British Imperialism and Irish Genocide
October 18, 2022
FROM Chris Fogarty’s book Ireland 1845-1850: The Perfect Holocaust And Who Kept It “Perfect:”
What England extracted from its colonies varied from country to country. In addition to usurping the land for distribution to its Crown- connected undertakers, it also looted the colony’s other resources. For example, from Australia from 1851 through 1862, after the easiest gold was gone, 21 million additional ounces of gold were taken into the British Government’s Gold room in Melbourne. Fertile Ireland’s main resource was the human energy that produced a torrent of agricultural products. The Irish were made tenants on their own land, and forced to pay rents that consumed most of their year’s labor. With force supplied by the British army, Irish output was commandeered by English landlords (many if not most absentees) on the basis that the English, not the Irish, owned the land on which it was produced.
The Holocaust of 1845-1850, the start of which was officially confirmed by British Viceroy Heytesbury in Dublin on November 3, 1845, did not occur in isolation. You will soon see that it was no “one- off” event. This chapter will show that the Holocaust was just another stage in a lengthy genocide that varied only in its intensity. It included the looting of national resources, part of permanent British policy in its colonies. Ireland’s fertile soil, benign growing conditions, and productive cultivators, made its rich agricultural and pastoral output the target of that looting. You will see that the Holocaust was England’s third peak of homicide in Ireland; having been preceded by those planned and implemented first by Elizabeth I and later by Oliver Cromwell all within a generally genocidal policy. The English in Ireland, referred to as “the Ascendancy,” stripped the Irish of their property and legal personhood, with all that that entails. It legally barred them from essentially all livelihoods except those which primarily benefited England and the Ascendancy.
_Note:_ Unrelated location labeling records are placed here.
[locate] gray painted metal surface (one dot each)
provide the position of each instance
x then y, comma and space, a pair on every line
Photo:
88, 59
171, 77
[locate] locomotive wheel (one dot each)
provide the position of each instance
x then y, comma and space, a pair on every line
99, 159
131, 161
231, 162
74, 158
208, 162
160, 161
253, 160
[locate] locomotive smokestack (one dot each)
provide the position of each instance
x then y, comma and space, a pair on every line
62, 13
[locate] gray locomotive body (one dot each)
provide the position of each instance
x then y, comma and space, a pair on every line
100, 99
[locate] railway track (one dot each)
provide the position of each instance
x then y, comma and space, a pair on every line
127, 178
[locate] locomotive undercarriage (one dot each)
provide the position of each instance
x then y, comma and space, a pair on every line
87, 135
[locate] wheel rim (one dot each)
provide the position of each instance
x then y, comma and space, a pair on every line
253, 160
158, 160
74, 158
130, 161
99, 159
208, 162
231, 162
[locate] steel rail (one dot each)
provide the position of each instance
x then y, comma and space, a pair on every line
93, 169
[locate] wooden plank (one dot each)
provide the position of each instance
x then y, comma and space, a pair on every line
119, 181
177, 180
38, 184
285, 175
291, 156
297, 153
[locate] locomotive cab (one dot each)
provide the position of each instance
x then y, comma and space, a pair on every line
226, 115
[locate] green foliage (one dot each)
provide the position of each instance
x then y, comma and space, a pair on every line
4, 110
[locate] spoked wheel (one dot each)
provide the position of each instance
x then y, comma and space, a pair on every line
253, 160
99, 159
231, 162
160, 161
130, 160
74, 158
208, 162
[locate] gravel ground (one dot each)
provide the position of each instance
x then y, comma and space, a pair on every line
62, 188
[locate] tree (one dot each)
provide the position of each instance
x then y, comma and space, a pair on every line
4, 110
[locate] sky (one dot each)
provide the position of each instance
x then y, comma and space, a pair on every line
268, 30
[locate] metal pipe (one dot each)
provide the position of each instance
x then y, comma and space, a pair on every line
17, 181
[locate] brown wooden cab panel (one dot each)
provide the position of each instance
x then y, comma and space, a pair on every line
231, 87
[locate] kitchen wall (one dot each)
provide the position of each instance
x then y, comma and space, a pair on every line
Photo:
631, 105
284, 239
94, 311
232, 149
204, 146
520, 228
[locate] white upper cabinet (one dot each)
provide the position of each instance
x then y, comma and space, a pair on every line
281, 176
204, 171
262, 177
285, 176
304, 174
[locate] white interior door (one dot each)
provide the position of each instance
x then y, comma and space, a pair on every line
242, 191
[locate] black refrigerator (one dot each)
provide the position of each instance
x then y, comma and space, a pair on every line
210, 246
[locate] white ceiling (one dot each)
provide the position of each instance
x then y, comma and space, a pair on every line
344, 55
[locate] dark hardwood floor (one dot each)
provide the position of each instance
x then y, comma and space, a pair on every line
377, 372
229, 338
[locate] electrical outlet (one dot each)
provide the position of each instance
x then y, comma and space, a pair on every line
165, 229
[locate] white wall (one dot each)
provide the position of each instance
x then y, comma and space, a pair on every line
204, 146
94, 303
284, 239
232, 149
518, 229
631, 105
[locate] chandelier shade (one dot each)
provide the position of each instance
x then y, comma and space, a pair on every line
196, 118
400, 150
For a very long time under English rule the murder of any Irish man, woman or child did not involve the law, as the law applied to persons and the Irish had been stripped of legal personhood. For the Irish the law existed only to legally murder, to punish, to rob, or otherwise deprive them; never to protect. To Queen Anne is attributed: “The purpose of the penal laws is to render the Irish fit only to hew wood and draw water.” One may wonder how the English in Ireland managed to overcome the island’s overwhelming majority who were Irish. The answer, of course, is the British army which was always available with the latest weaponry, and the English latifundists (hereinafter “landlords”) in Ireland promptly formed their own private armies. These private armies, over time, became county militias; but each remained headed by an infamous landlord (see Exhibit C3).